When the foundation is destroyed by horizontal holes, a protective layer 0.2—0.4 m thick is left between them and the foundation base. The diameter of the holes during the destruction of the foundations is 35-60 mm, the calculated resistance line is 0.5—0.7 of the depth of the hole. It should also be taken into account that when blasting reinforced concrete structures, the reinforcement in the body of the structure is also cut to a depth of 25 mm [3].

Fig. 2. The layout of the hole charges during the destruction of foundations
1 — foundation; 2 — explosive charge; 3 — electric detonator; 4 — face; 5 — wires

When placing charges in the sleeves, their cross sections are taken from 0.1X0.1 to 0.2X0.2 m. The sleeves are positioned so that the center of the charge is in the middle of the width of the foundation. Their length should not exceed 1.5 m. The distance between the rows of sleeves and from the edge of the foundation is assumed to be equal to their length, and the distance between the centers of charges is 1.0—1.5 sleeve lengths. Before the explosion, the foundation is dug to the depth of the drilled holes.
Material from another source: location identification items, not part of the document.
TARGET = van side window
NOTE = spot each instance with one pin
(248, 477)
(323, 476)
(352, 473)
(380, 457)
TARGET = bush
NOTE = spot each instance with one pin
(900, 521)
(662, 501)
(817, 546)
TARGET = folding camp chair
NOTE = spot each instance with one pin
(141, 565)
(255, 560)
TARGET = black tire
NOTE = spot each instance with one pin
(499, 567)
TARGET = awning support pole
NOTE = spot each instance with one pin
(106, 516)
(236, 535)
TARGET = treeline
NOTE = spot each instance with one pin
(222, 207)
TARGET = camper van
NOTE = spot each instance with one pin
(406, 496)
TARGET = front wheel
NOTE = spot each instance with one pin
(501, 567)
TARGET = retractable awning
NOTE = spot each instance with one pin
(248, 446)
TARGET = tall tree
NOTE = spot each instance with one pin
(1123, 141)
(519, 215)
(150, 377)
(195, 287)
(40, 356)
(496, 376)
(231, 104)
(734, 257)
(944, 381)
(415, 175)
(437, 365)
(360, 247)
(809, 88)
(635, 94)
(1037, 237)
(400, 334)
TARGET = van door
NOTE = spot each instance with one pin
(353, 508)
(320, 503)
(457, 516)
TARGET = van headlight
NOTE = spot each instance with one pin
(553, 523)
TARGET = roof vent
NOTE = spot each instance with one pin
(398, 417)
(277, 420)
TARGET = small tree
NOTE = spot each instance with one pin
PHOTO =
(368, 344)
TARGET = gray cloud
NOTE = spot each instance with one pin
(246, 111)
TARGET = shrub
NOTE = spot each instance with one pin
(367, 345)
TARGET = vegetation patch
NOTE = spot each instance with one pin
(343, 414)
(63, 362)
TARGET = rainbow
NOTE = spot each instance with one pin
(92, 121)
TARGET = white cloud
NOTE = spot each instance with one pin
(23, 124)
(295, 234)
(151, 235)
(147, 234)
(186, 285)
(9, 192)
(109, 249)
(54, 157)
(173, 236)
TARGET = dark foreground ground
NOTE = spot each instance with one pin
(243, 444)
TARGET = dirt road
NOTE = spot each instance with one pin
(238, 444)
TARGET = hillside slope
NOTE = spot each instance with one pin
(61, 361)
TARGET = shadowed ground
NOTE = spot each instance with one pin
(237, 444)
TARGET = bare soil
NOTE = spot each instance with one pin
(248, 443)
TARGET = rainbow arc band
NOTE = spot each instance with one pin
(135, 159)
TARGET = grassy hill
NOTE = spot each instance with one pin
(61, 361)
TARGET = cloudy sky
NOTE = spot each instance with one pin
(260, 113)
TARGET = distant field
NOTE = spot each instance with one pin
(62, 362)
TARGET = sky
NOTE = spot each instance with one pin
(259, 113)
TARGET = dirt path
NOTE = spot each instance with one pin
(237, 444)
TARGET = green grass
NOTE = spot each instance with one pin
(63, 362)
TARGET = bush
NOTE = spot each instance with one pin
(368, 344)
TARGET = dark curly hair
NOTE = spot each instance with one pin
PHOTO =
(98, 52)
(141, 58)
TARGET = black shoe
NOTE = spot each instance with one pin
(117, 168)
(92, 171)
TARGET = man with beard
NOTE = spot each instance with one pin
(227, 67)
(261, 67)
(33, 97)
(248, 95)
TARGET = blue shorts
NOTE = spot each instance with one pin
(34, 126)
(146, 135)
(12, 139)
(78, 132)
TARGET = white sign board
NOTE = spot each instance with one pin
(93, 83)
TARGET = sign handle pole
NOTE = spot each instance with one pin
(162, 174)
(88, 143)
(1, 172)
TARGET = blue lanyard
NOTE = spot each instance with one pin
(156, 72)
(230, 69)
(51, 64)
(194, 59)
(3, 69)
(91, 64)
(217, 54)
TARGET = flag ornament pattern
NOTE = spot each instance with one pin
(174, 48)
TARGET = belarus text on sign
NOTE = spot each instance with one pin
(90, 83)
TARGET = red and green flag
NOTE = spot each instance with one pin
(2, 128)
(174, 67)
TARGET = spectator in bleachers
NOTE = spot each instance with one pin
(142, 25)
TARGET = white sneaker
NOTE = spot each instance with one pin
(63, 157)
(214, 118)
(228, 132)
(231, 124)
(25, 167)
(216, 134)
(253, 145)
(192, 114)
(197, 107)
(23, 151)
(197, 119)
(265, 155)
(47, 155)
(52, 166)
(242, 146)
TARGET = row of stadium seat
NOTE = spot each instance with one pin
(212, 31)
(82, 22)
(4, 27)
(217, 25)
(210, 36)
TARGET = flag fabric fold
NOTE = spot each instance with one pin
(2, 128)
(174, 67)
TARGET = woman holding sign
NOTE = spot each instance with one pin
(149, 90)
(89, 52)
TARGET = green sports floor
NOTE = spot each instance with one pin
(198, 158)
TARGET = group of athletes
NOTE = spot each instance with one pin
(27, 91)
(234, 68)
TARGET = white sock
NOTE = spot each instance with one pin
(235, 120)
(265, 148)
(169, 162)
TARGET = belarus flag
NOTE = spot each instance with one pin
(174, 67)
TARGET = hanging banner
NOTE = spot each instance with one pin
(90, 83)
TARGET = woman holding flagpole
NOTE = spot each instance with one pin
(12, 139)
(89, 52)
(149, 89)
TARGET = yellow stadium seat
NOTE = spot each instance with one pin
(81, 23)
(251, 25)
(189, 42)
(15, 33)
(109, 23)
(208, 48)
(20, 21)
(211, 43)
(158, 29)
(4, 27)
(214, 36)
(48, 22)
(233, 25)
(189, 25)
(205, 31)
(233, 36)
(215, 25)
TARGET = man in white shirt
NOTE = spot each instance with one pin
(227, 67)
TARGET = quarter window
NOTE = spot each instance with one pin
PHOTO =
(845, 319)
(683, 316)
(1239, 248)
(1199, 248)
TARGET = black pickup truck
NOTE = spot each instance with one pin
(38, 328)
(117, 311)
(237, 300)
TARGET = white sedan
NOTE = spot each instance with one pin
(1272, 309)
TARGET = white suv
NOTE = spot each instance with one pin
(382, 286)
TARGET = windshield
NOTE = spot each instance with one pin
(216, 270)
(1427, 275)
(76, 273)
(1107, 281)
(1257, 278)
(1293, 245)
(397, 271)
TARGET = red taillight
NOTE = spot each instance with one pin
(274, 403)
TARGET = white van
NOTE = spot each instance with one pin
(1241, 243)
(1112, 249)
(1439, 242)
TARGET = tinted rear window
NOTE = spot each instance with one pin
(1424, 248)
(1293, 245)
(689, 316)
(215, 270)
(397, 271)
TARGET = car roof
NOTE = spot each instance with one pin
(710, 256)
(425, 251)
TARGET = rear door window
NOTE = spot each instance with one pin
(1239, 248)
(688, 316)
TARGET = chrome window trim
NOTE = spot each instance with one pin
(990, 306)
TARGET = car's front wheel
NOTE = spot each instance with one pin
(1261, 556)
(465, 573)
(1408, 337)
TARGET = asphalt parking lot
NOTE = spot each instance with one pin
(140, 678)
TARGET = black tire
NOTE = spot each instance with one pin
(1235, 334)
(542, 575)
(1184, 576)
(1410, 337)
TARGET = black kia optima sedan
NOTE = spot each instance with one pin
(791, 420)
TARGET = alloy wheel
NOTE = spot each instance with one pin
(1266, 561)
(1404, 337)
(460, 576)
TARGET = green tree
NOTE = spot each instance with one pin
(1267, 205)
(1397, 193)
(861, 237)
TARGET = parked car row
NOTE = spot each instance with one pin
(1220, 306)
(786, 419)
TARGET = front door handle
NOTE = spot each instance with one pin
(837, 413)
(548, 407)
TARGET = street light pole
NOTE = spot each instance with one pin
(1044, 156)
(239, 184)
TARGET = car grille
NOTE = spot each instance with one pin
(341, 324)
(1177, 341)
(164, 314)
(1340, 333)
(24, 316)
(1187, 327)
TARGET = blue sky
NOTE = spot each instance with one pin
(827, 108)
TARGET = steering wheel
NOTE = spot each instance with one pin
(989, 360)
When blasting foundations and other horizontally located structures indoors and near buildings, structures and equipment, protective devices (shelters) are used to protect against the scattering of fragments and the action of an air shock wave.

To prevent the scattering of fragments during an explosion, the foundation is also covered with sandbags, metal mesh or protected by special shields located at a distance of about 60 cm from the foundation. As practice shows, to localize the spread of metal fragments during the explosion of factory-made shaped charges, it is enough to use the simplest shelter made of wooden shields with a thickness of 50 mm [2]. The surrounding units and other parts of the building located near the exploding foundation are covered with shields.